Key Kafka Streams Features

FeatureDescription
No clusterLibrary, deploy with application
Exactly-onceKafka transactions
Interactive queriesQuery local state via API
Fault toleranceChangelog topics for state
Simple deploymentStandard application deployment
Tight Kafka integrationNative Kafka performance

Apache Spark Structured Streaming

Spark Structured Streaming treats streams as a sequence of small batches. It is streaming built on top of Spark’s batch engine.

Architecture

  • A Spark driver plans and coordinates the query
  • Executors run the tasks
  • A micro-batch scheduler triggers execution repeatedly

Micro-Batch Processing

Instead of processing each event as soon as it arrives, Spark collects events for a short interval, then runs a batch computation.

How it works:

  • Collect events for a trigger interval (e.g., 100ms)
  • Process as a batch using Spark's batch engine
  • Write results, commit offsets
  • Repeat

Continuous Processing Mode

Spark also introduced a continuous processing mode aimed at lower latency. It can get closer to true streaming latency, but it comes with constraints and is not as broadly used as the standard micro-batch model.

Continuous mode trades throughput for lower latency.

State Management

Spark maintains state for aggregations and joins, and persists it via checkpointing to a durable location. It also supports event-time features such as watermarks and allowed lateness.

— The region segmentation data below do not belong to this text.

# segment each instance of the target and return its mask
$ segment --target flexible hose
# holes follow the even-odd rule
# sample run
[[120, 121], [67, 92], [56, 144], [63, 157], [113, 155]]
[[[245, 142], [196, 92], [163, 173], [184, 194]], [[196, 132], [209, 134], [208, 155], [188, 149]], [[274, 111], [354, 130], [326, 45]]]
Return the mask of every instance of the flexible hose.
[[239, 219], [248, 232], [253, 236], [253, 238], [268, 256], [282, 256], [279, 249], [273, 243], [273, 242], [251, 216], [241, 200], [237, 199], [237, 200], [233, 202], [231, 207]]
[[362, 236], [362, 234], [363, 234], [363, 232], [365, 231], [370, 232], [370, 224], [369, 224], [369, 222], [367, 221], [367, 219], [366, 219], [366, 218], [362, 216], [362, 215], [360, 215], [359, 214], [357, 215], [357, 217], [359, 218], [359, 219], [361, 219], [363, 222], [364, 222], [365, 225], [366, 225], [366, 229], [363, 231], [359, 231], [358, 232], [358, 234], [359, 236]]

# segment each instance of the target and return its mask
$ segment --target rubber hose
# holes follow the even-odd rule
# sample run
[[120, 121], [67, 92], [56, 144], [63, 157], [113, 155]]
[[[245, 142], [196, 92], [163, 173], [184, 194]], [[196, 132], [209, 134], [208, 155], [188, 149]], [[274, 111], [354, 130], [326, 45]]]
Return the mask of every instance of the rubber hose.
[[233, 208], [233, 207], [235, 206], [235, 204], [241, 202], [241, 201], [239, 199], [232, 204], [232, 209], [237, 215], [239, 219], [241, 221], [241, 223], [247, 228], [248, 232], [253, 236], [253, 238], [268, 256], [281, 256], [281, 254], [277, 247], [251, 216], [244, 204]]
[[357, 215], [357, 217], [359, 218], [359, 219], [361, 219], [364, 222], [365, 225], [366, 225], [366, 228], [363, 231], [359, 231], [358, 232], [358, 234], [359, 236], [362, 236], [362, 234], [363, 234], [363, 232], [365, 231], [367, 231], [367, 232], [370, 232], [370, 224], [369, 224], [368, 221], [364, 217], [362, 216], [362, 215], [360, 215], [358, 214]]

Key Spark Streaming Features

FeatureDescription
Unified APISame code for batch and stream
Mature ecosystemSparkSQL, MLlib, GraphX
High throughputBatch efficiency for each micro-batch
Late data handlingWatermarks and allowed lateness
Output modesAppend, Complete, Update
Managed cloud optionsDatabricks, EMR, Dataproc

Comparing Streaming Engines

Feature Comparison

FeatureFlinkKafka StreamsSpark Streaming
Processing modelTrue streamingTrue streamingMicro-batch
LatencyMillisecondsMilliseconds100ms+
DeploymentClusterLibraryCluster
State sizeVery largeLargeLarge
Exactly-onceCheckpointingKafka transactionsCheckpointing
SQL supportYesKSQL separateYes
Source flexibilityAny sourceKafka onlyMany sources

Decision Guide

When to Use Each

EngineBest For
FlinkLow latency, complex event processing, large state
Kafka StreamsKafka-centric, simple deployment, microservices
Spark StreamingUnified batch/stream, ML pipelines, SQL users

Summary

Streaming engines power real-time data processing with sophisticated mechanisms:

  • Core concepts: Event time, watermarks, windows, and processing guarantees are universal.
  • Apache Flink: True streaming, low latency, excellent state management, checkpoint-based exactly-once.
  • Kafka Streams: Library-based, simple deployment, Kafka-native, transaction-based exactly-once.
  • Spark Streaming: Micro-batch, unified with batch, mature ecosystem, higher latency.
  • Exactly-once: Achieved through checkpointing (Flink, Spark) or transactions (Kafka Streams).
  • State management: All engines support large state with persistence and recovery.
  • Choosing: Flink for low latency and complexity, Kafka Streams for simplicity, Spark for unified batch/stream.